Question

How do you graph using the slope and the intercept of \[x-3y=-13\]?

Answer 1

Hint: We have given an equation of a line as \[x-3y=-13\] , which is a straight-line equation. A straight-line equation is always linear and represented as $ y=mx+c $ where $ m $ is the slope of the line and $ c $ is the y-intercept and $ \dfrac{-c}{m} $ is the x-intercept .

Complete step-by-step answer:
We have equation of line,
  $ x-3y=-13 $
Rewrite the equation in a slope intercept form,
 $ y=\dfrac{1}{3}x+\dfrac{13}{3} $
Now we compare this given equation with the general linear equation i.e., $ y=mx+c $
Hence,
Slope of the given line, $ m=\dfrac{1}{3} $ .
y-intercept of the given line , $ c=\dfrac{13}{3}=4.33 $
Therefore, we can say that point $ (0,4.33) $ lie on the line.
x-intercept of the given line , $ \dfrac{-c}{m}=\dfrac{-\dfrac{13}{3}}{\dfrac{1}{3}}=-\dfrac{13}{3}\times \dfrac{3}{1}=-13 $ .
Therefore, we can say that point $ (-13,0) $ lie on the line.
With the help of two points, we can plot the graph by connecting the points as follow,

Note: Slope of a line can also be found if two points on the line are given.
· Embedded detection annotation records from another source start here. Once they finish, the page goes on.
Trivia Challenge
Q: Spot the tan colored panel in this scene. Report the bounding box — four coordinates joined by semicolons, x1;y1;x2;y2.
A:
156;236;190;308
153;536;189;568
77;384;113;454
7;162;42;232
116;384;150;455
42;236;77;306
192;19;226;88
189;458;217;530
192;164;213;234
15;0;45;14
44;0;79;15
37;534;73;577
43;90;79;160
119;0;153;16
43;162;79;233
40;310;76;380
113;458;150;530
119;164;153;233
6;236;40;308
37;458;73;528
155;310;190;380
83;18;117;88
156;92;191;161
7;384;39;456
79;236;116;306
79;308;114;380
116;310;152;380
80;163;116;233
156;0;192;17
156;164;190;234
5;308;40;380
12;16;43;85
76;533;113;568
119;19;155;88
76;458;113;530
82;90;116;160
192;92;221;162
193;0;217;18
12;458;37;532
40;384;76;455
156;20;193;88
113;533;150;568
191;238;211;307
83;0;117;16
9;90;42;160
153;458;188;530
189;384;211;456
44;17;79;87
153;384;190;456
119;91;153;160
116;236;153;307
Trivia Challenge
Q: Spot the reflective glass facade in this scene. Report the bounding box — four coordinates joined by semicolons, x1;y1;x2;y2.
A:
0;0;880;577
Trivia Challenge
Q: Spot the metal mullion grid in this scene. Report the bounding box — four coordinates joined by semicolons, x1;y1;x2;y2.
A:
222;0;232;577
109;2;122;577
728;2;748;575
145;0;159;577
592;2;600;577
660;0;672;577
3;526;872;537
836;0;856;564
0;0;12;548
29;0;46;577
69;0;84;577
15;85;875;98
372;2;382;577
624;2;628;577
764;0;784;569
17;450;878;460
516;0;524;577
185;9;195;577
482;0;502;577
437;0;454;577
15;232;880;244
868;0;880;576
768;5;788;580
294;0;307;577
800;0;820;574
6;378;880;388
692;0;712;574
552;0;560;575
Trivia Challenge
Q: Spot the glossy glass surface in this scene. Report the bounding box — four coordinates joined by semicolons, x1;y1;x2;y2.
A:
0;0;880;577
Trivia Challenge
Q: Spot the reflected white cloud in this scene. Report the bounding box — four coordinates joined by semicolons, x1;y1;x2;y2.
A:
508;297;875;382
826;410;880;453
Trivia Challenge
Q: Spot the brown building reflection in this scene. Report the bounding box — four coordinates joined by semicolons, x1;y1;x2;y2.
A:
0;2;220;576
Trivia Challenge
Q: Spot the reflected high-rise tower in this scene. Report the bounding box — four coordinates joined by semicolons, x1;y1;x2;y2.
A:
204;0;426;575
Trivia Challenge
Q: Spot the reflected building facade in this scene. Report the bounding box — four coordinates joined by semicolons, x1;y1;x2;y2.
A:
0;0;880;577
Let the two points on the line be $ ({{x}_{1}},{{y}_{1}}),({{x}_{2}},{{y}_{2}}) $ respectively.
Then slope is given by , $ m=\dfrac{{{y}_{2}}-{{y}_{1}}}{{{x}_{2}}-{{x}_{1}}} $ .
Slope is also defined as the ratio of change in $ y $ over the change in $ x $ between any two points.
 y-intercept can also be found by substituting $ x=0 $ .
Similarly, x-intercept can also be found by substituting $ y=0 $ .